The surprise came in the cadenzas, the free solo passages found at the end of concerto movements. Often, soloists play a cadenza written by the composer or a famous performer. Some performers write their own, often in the style of the composer.
Nigel Kennedy has written his own cadenzas, and they head far away from Mozart’s style.
Here's two short samples
I often like when performers try something new. I've been captivated by Gilles Apap's free, folksy improvisations in traditional classical pieces.
I could be more favorably inclined towards Apap because it’s interesting to watch him play. Or is it because it's more obviously a novelty and it's fun/funny? I'm not completely sure what bothers me about Kennedy's cadenzas. It could be that he tried to smoothly insert something that is a rather sharp shift (especially when you aren’t expecting it!), or the addition of jazz-styled double bass accompaniment that was also unsettling, or the excessive reverb.
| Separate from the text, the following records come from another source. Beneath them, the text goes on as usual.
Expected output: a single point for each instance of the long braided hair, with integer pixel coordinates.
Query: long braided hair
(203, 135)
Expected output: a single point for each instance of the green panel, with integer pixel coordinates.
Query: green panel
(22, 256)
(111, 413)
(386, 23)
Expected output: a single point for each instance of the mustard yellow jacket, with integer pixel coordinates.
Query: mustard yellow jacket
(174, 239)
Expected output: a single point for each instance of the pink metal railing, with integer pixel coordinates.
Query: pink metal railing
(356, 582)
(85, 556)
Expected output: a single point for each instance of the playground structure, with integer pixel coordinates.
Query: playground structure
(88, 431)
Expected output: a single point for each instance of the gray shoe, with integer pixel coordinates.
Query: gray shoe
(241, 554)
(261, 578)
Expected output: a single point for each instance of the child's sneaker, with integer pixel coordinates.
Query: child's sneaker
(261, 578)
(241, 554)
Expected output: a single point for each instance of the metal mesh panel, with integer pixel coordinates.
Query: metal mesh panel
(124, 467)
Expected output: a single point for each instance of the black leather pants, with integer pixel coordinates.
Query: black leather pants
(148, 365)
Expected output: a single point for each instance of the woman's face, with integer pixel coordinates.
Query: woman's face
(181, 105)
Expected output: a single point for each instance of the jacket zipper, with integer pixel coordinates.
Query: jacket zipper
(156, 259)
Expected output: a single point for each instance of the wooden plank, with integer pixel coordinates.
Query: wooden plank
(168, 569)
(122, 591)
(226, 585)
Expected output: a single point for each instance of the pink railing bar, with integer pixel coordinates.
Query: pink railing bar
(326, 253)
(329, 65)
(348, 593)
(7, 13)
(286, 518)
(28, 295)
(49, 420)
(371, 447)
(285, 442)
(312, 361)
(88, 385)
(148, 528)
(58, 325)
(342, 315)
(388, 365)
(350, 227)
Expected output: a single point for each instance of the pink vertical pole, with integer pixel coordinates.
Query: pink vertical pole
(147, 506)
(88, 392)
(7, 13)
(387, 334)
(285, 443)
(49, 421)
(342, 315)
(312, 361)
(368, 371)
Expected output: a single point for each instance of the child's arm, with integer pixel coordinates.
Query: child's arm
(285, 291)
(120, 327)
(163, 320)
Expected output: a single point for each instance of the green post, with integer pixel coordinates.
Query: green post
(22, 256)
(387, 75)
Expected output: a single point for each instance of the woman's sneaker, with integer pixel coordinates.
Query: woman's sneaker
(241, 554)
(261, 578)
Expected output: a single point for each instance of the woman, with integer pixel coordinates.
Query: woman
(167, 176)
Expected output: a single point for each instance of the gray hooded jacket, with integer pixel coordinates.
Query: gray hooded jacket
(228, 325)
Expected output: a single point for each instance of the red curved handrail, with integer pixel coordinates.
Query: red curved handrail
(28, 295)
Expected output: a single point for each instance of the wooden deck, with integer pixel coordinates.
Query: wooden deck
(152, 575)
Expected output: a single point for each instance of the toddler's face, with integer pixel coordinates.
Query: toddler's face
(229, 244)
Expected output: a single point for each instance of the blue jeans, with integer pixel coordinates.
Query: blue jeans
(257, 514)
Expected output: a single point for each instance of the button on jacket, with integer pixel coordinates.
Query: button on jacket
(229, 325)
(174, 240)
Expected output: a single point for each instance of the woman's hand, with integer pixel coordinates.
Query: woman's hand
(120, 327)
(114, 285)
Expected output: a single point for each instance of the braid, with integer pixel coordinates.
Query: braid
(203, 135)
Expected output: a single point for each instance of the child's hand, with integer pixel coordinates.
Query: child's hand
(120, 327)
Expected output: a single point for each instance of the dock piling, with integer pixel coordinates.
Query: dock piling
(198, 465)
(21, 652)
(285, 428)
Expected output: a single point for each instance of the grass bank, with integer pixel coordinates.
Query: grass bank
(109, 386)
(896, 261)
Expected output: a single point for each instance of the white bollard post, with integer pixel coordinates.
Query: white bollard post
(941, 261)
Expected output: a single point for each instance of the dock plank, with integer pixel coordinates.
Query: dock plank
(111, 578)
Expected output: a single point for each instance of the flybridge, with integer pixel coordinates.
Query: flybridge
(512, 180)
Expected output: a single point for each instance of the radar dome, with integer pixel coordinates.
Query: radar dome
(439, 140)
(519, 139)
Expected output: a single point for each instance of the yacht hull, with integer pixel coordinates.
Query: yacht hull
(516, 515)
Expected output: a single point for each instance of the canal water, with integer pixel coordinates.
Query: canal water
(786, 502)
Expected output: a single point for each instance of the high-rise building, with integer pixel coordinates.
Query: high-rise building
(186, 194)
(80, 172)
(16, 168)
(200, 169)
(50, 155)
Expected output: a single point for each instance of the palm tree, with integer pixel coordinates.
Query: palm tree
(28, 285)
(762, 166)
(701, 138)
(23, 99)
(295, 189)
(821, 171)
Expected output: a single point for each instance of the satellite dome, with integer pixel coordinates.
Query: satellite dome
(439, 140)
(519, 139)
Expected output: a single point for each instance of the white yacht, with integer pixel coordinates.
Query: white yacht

Nigel Kennedy has recently returned to recording after a hiatus from the classical world, and I’m glad he’s back. This CD of Mozart and Beethoven concertos is not for me (apart from the cadenzas, the Beethoven is just too heavy feeling), but I really enjoy his performances and musical choices on his 2007 release "Polish Spirit," recordings lesser-known romantic violin concertos and two arrangements of Chopin piano pieces.
What do you think? Can Mozart and jazz work together? Is this their best meeting?